Now that I have created my "success_score" I can now answer my second analytical question (the end-goal) that requires ML intervention. To do this, I created another feature called "worth_funding" that divided up the "success_scores" (from high to low) into 3 sections: "fund" (2), "manual decision" (1), "do not fund"(0). With this new "worth_funding" I wanted to test to see if a movie is worth funding (successful) based off the text-based information (overview, tagline, keywords, genres). I had to address class imbalance, due to a very low number of films listed as "fund", so I used SMOTE. I also continually raised my parameters to allow for more computation, leading to longer processing times, and unfortunately, the model barely performed better than a guess, with a 56% accuracy, and did terrible at predicting "fund" (2), which is not acceptable, because, at a minimum, I would want the model to predict movies worth funding the best. I would not recommend this model. And, I am not sure what I could do to improve it - other than what I did to address sampling and parameter tuning. There is a possibility that I messed something up or that this kind of recommender system is better suited for a different model, like deep learning. 

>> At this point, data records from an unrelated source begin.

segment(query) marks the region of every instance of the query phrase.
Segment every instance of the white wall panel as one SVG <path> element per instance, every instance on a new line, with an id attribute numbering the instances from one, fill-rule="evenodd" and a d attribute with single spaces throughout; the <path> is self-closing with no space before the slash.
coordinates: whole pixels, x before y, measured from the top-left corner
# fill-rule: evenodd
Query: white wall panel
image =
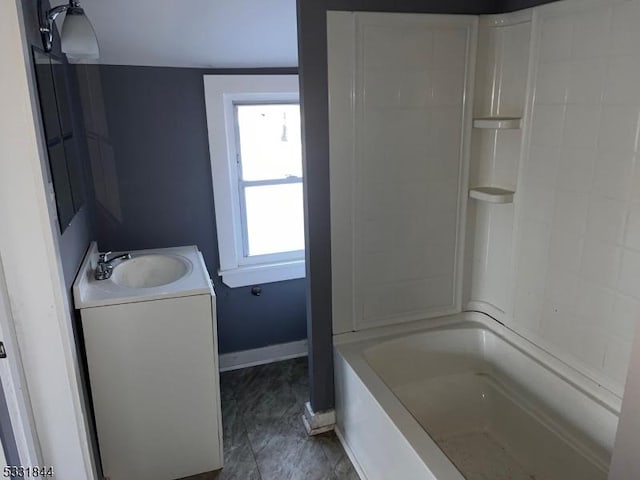
<path id="1" fill-rule="evenodd" d="M 531 37 L 531 11 L 482 17 L 478 39 L 474 117 L 524 116 Z M 474 129 L 471 186 L 516 190 L 522 152 L 521 129 Z M 514 205 L 472 201 L 475 220 L 470 302 L 505 321 L 509 310 Z M 473 240 L 473 243 L 471 243 Z"/>
<path id="2" fill-rule="evenodd" d="M 621 394 L 640 314 L 640 1 L 535 12 L 507 319 Z"/>
<path id="3" fill-rule="evenodd" d="M 333 333 L 355 329 L 353 304 L 353 115 L 355 15 L 327 12 Z M 374 272 L 375 274 L 375 272 Z"/>
<path id="4" fill-rule="evenodd" d="M 477 19 L 328 21 L 334 333 L 459 311 Z"/>
<path id="5" fill-rule="evenodd" d="M 334 330 L 455 311 L 474 21 L 331 16 Z M 474 132 L 471 183 L 516 198 L 470 202 L 465 297 L 620 395 L 640 315 L 640 1 L 481 22 L 474 114 L 524 122 Z"/>

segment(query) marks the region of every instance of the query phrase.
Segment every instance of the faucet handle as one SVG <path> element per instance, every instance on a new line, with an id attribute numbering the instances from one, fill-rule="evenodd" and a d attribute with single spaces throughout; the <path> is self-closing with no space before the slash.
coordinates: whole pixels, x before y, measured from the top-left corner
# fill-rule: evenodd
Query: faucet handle
<path id="1" fill-rule="evenodd" d="M 109 255 L 111 255 L 111 251 L 109 252 L 104 252 L 104 253 L 99 253 L 98 254 L 98 261 L 99 262 L 106 262 L 107 261 L 107 257 L 109 257 Z"/>

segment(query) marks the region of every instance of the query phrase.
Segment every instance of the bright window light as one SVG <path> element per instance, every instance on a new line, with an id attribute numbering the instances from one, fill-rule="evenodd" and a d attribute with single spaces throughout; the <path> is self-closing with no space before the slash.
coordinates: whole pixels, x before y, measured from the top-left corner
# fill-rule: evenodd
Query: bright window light
<path id="1" fill-rule="evenodd" d="M 302 144 L 297 103 L 237 103 L 244 256 L 304 250 Z"/>
<path id="2" fill-rule="evenodd" d="M 205 75 L 218 273 L 231 288 L 304 278 L 297 75 Z"/>
<path id="3" fill-rule="evenodd" d="M 245 189 L 249 255 L 304 250 L 302 183 Z"/>

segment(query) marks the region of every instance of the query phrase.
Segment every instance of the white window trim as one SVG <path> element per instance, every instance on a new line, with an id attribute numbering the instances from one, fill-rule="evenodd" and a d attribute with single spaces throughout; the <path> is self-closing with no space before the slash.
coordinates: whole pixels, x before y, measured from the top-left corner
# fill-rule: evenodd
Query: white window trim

As a side note: I created a copy of this and notebook and decided to run the RF model, but this time with only 2 balanced "worth_funding" variables" "fund", "do not fund" and ran the model again, and while it did perform better than this model, it still only did 60% accuracy with f-scores of 0.64 and 0.55. So, the issue is not the likely class distribution, but rather something else either related to how I processed the data or this is not a preferred model for this analytical question.

To evaluate the performance of my model I did run a Classification Report to look at the statistics (discussed above) and looked at Most Important Feature: Words and Most Important Feature: Features. Noting that my model barely did better than guessing, I still wanted to showcase my ability to look at these performance matrices. For the most important words I looked at the top 10 words that had the highest correlation to "worth_funding" decisions, and found that all the words had weak correlation, with the top word being "included" with a score of "0.014" (closer to 1 the more important it is). The most important words had very little impact on decisionmaking. After that I did the most important features, which had these scores:

- Genres: 0.031981
- Keywords: 0.294262
- Tagline: 0.088429
- Overview: 0.585329

This tells us that "Overview" (58.5%) was the highest predicator for prediction and "Keywords" was second with 29.4%. "Genre" (3.2%) and "Tagline" (8.8%) had very little effect on successful predictions.

**Verdict:** I would not recommend this system for practical use, while the statistics and feature engineering went well (and I actually enjoyed), the model performed poorly (barely above a guess) for actually determining if a film is worth funding based on text data. This might be better suited for a different type of model.